More on Port Security

More on Port Security

24 February 2006 · No Comments

I chimed in earlier with my €0.02 on the ports issue. Americablog points out that the New York Times has run a column on what should be the common thread between both sides of the issue — a lack of existing port security.

Only 4 percent or 5 percent of those containers are inspected. There is virtually no standard for how containers are sealed, or for certifying the identities of thousands of drivers who enter and leave the ports to pick them up. If a nuclear weapon is put inside a container ” the real fear here ” “it will probably happen when some truck driver is paid off to take a long lunch, before he even gets near a terminal,” said Mr. Flynn, the ports security expert.[...]

“I’m not worried about who is running the New York port,” a senior inspector for the International Atomic Energy Agency said, insisting he could not be named because the agency’s work is considered confidential. “I’m worried about what arrives at the New York port.”

That port, along with the five others Dubai Ports hopes to manage, are the last line of defense to stop a weapon from entering this country. But Mr. Seymour, head of the subsidiary now running the operations, says only one of the six ports whose fate is being debated so fiercely is equipped with a working radiation-detection system that every cargo container must pass through.

I wish that this aspect of the story would get a bit more play in the mainstream media. When you get down to it, that is the core problem. If we had decent security in place, ownership of the port operations would be a mostly moot point.

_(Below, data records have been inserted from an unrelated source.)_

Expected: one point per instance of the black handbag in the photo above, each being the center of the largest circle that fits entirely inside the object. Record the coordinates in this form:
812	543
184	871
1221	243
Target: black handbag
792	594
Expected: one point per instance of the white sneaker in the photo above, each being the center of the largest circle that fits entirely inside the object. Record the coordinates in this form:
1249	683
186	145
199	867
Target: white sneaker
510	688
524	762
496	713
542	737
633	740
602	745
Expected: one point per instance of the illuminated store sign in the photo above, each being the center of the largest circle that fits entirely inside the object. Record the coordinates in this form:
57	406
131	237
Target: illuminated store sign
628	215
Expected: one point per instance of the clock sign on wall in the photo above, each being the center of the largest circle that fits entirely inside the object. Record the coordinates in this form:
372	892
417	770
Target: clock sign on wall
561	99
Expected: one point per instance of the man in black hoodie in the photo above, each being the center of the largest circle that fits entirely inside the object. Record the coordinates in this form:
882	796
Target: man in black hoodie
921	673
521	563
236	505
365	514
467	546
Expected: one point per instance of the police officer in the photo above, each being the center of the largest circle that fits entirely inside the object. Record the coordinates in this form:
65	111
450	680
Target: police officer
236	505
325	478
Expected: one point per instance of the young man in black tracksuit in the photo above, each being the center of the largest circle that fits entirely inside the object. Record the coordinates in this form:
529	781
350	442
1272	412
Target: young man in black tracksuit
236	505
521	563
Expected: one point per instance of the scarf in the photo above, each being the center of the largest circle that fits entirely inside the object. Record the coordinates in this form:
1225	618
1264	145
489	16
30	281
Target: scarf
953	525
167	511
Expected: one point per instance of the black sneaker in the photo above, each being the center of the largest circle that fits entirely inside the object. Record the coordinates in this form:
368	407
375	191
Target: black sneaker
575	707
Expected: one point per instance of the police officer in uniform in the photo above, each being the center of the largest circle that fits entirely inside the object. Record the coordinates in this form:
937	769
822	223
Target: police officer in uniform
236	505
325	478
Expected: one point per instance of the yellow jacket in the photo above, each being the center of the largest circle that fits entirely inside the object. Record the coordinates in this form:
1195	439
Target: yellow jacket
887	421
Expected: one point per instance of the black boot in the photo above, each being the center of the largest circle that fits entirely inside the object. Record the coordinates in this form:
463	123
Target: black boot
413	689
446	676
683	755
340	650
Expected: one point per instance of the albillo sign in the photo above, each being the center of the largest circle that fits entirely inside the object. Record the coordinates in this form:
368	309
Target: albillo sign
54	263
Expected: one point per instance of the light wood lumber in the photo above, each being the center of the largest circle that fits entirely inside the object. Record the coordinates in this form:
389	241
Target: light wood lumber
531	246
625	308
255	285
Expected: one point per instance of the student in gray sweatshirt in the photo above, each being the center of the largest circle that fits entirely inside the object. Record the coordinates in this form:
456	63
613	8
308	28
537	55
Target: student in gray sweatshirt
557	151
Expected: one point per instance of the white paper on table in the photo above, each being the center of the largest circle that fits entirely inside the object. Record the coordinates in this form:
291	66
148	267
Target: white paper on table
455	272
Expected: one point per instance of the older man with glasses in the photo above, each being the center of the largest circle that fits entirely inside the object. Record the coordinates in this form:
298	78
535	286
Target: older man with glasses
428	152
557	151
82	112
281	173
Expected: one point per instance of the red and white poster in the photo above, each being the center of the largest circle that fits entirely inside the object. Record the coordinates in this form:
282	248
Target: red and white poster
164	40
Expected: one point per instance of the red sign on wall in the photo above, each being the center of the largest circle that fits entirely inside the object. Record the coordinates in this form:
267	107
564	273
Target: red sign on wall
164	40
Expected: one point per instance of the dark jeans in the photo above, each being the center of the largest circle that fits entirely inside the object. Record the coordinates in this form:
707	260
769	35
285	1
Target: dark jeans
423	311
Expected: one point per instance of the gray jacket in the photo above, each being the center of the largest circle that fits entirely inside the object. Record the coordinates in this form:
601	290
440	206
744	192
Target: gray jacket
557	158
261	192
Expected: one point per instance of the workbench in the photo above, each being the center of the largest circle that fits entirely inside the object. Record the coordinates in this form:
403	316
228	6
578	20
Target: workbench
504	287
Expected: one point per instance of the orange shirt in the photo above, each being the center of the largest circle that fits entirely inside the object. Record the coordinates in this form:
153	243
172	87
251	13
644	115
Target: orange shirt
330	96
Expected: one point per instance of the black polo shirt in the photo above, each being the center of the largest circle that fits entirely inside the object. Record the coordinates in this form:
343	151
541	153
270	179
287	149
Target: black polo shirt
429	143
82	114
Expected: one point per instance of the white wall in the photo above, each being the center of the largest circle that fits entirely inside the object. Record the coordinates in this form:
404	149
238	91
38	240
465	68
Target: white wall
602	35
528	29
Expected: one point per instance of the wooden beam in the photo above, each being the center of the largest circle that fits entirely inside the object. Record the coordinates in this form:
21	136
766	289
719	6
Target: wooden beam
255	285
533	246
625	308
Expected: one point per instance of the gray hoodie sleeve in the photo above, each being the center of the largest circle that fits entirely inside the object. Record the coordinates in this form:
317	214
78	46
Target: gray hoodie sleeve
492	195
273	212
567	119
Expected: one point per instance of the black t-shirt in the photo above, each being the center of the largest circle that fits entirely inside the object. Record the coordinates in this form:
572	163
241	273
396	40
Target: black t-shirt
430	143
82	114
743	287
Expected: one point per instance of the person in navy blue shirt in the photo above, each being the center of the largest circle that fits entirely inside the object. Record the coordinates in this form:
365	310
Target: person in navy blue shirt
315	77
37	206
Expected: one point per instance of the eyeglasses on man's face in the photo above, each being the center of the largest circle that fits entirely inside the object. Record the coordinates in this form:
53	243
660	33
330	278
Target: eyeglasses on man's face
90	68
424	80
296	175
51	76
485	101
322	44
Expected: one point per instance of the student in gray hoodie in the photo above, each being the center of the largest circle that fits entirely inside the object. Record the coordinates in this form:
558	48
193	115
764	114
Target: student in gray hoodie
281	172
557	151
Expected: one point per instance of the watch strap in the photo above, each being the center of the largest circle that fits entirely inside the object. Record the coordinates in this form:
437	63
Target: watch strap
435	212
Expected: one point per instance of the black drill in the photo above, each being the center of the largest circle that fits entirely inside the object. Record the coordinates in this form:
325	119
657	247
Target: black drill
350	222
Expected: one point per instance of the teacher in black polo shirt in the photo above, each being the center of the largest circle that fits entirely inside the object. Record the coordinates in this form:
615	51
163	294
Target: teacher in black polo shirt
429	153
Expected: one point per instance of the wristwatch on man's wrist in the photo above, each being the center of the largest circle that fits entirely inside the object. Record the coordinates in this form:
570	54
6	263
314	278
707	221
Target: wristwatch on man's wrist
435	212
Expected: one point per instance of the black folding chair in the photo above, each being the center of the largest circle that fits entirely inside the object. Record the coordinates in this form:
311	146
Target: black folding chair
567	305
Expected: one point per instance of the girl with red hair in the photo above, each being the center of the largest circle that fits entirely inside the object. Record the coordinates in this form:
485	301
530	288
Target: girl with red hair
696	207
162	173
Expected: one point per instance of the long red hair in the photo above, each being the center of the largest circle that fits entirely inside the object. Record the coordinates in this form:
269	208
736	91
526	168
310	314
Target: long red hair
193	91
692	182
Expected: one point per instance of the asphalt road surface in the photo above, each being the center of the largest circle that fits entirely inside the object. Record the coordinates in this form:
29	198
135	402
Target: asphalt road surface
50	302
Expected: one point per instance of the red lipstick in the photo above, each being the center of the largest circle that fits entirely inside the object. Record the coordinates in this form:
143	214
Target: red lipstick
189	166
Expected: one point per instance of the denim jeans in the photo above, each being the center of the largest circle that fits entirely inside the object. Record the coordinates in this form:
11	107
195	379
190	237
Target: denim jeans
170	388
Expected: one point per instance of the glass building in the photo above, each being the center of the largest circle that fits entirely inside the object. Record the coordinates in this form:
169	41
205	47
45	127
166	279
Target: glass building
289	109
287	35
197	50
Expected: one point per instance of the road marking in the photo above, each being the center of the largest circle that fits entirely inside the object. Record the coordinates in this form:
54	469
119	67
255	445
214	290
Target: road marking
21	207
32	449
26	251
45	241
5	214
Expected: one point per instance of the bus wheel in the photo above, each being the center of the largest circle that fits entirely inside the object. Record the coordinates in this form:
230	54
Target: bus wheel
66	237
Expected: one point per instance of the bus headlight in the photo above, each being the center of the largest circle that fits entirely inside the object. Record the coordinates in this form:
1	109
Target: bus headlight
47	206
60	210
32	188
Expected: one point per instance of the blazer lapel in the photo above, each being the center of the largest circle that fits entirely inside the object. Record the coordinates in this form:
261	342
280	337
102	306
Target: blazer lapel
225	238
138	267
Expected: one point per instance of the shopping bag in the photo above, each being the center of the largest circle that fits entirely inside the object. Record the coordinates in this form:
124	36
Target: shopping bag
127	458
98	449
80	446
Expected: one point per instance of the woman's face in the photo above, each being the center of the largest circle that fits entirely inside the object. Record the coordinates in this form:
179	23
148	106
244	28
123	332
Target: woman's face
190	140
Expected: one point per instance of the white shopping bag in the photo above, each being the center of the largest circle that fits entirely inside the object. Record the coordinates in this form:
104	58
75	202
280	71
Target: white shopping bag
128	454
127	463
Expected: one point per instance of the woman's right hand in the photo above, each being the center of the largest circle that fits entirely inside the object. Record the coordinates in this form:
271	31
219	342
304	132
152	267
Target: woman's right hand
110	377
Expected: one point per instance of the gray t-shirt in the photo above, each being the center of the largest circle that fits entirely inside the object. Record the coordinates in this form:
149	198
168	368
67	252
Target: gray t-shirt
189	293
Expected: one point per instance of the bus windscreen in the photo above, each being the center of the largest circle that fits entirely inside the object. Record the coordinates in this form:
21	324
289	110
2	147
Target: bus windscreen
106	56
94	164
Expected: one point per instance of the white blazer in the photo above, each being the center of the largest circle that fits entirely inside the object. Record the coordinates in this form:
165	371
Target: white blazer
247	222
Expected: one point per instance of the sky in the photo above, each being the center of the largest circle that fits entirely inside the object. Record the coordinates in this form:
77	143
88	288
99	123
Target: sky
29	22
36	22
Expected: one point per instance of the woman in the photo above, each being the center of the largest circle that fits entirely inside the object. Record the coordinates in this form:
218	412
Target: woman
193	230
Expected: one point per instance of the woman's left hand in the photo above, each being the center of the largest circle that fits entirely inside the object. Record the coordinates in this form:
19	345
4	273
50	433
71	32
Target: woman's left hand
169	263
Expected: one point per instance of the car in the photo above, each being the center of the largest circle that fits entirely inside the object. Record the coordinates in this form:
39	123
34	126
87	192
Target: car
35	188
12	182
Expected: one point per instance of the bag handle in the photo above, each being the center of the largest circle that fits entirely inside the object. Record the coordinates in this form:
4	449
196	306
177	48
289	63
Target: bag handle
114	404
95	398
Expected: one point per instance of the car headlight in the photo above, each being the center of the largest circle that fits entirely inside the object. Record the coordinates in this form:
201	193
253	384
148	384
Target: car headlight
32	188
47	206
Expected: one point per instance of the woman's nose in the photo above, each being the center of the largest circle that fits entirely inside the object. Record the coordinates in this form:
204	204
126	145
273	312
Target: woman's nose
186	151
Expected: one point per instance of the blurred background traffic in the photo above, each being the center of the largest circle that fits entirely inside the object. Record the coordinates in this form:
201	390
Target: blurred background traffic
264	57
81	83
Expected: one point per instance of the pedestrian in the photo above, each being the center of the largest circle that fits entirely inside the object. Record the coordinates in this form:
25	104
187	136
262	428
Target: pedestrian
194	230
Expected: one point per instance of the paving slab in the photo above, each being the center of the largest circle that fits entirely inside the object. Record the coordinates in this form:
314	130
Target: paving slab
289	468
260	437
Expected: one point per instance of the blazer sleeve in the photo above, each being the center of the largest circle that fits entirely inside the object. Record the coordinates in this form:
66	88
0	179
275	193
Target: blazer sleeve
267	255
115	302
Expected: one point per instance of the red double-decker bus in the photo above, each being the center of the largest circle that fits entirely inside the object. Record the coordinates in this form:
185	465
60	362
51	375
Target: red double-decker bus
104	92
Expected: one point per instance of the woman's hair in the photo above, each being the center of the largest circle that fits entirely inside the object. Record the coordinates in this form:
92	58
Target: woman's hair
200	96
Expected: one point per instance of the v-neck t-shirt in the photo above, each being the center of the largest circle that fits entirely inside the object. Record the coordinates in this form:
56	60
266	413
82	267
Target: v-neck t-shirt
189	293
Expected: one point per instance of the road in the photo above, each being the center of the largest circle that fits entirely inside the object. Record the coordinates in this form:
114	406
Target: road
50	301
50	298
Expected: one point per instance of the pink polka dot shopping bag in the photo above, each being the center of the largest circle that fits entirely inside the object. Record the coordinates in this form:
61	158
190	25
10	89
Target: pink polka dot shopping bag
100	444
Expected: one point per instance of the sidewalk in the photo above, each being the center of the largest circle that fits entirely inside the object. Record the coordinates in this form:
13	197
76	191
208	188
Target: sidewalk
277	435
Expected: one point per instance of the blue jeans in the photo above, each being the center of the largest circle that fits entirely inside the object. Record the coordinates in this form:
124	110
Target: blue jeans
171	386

Yes, such security measures would be expensive. However, experience in Hong Kong suggests that it is doable. And if money is the issue — consider whether it would be cheaper to tighten security, or to clean up the mess if a nuke were detonated in the Port of Baltimore. (Imagine the loss of culture is Dundalk went up in a puff of radioactive smoke!)

However, this is an election year, so naturally the media and the politicians will hook on to the easiest-to-grasp aspect of this whole affair, magnifiy it, and run with it until the public becomes exhausted with the matter.